In Will Calkins’ On Guard, a fourteen-minute dramatic short, Jaime (Makenzie Pridgen) is an emotionally unstable fencer who tracks down her rival, Taylor (Sean Mikesh), demanding that they meet for a private after-hours duel. Taylor is there to practice, but Jaime has much more on her mind.
Once the electronic scoreboard lights up and they begin their match, Jaime transforms. Her quiet demeanor shifts to a sharp, barely contained aggression. Taylor treats the evening like sport, but for Jaime, this is something else entirely. Something she needs to prove, though what exactly remains deliberately unclear. As competitors, both are chasing perfection in a sport where there is only one winner. Taylor remembers this hunger because he’s lived it early in his own career.

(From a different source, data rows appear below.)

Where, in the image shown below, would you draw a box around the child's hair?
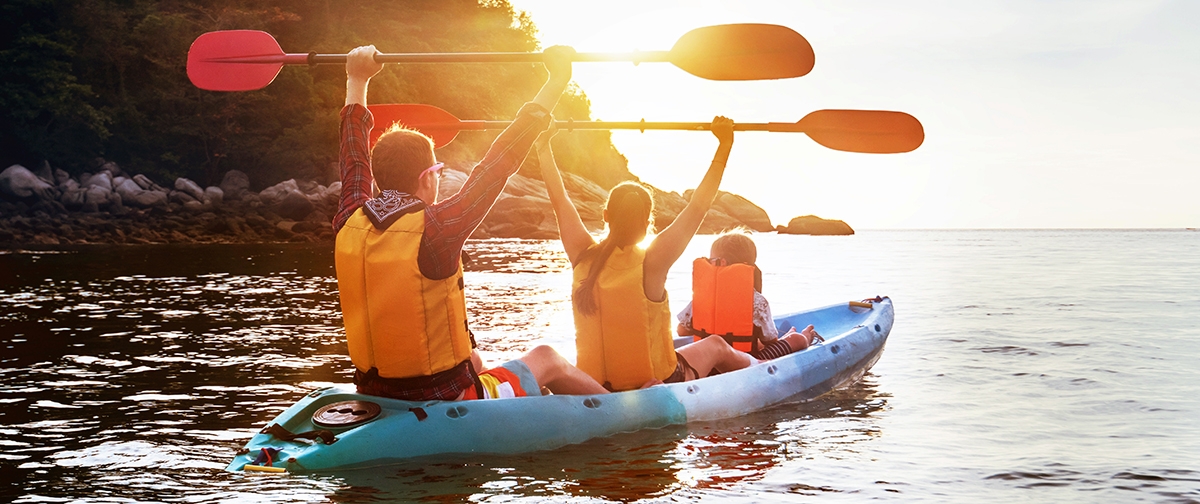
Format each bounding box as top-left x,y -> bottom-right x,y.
371,124 -> 436,194
708,229 -> 758,265
574,182 -> 654,314
708,229 -> 762,293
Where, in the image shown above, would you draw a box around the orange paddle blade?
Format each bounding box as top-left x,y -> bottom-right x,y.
671,23 -> 816,80
797,110 -> 925,154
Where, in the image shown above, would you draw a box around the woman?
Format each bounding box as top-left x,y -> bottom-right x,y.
534,116 -> 757,391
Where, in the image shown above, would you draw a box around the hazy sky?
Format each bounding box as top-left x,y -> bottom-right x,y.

“…an emotionally unstable fencer who tracks down her rival, Taylor (Sean Mikesh), demanding that they meet for a private after-hours duel.”
What’s striking about On Guard is how personal it is for filmmaker Will Calkins, who spent almost a decade as a competitive saber fencer before becoming a filmmaker. He wanted to examine the feelings fencing evoked in him: competitiveness, frustration, self-hatred, dedication. That’s the beauty of On Guard. It explores how sports shape us as human beings, for better or worse.
Beautifully performed by Makenzie Pridgen and Sean Mikesh, it’s the thoughtful story of adolescents learning lessons of adulthood and using their youthful experiences to learn from them. Common sense also tells you that a true competitor can capture fencing on film better than most. On Guard is incredible personal storytelling where its simple message says so much.
"…sports shape us as human beings, for better or worse."